Then, following two smaller chemical weapons attacks in March 2018, a suspected chemical attack in the Damascus suburb of Douma on April 7 killed at least 49 people and wounded up to 650.
On April 10, Russia vetoed a US resolution to establish a UN Independent Mechanism of Investigation with a one-year mandate to investigate responsible parties in Syrian chemical weapons attacks. Russia then proposed an investigative body that would have given the UN Security Council the final say on accountability, granting Moscow veto power over any findings.
Four days later, the United States, France and Britain conducted airstrikes on sites allegedly connected to Syria’s chemical weapons program.

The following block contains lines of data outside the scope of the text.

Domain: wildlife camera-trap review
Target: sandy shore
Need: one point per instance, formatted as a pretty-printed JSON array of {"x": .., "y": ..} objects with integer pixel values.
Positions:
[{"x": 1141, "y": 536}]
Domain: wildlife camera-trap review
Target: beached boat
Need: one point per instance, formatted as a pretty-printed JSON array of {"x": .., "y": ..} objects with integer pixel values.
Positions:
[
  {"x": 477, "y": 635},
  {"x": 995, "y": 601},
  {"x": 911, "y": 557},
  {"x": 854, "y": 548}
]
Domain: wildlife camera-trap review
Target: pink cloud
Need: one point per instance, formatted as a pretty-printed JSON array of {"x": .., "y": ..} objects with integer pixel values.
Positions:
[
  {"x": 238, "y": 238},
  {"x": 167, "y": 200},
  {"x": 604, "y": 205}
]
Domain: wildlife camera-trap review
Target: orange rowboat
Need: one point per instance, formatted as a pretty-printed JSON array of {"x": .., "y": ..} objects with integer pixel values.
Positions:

On September 12, the UN Commission of Inquiry on Syria, which is investigating war crimes there, documented three further uses of banned chlorine weapons by Syrian government forces that constituted war crimes, according to Reuters.
That brought the number of incidents documented by that commission since 2013 to 39. Of those 39 attacks, 33 were attributed to the Assad regime, while perpetrators in the other six had not been sufficiently identified.
Earlier, on the first anniversary of the April4, 2017 Idlib incident, a Human Rights Watch report, which collated data from seven sources, found that the majority of 85 confirmed chemical weapon attacks in Syria by that time had been carried out by the Syrian government.
Based on the preponderance of evidence pointing to the Syrian government’s use of chemical weapons, Lavrov’s claims of “unsubstantiated allegations” or the potential of “another staged pretext” to initiate military action there are false.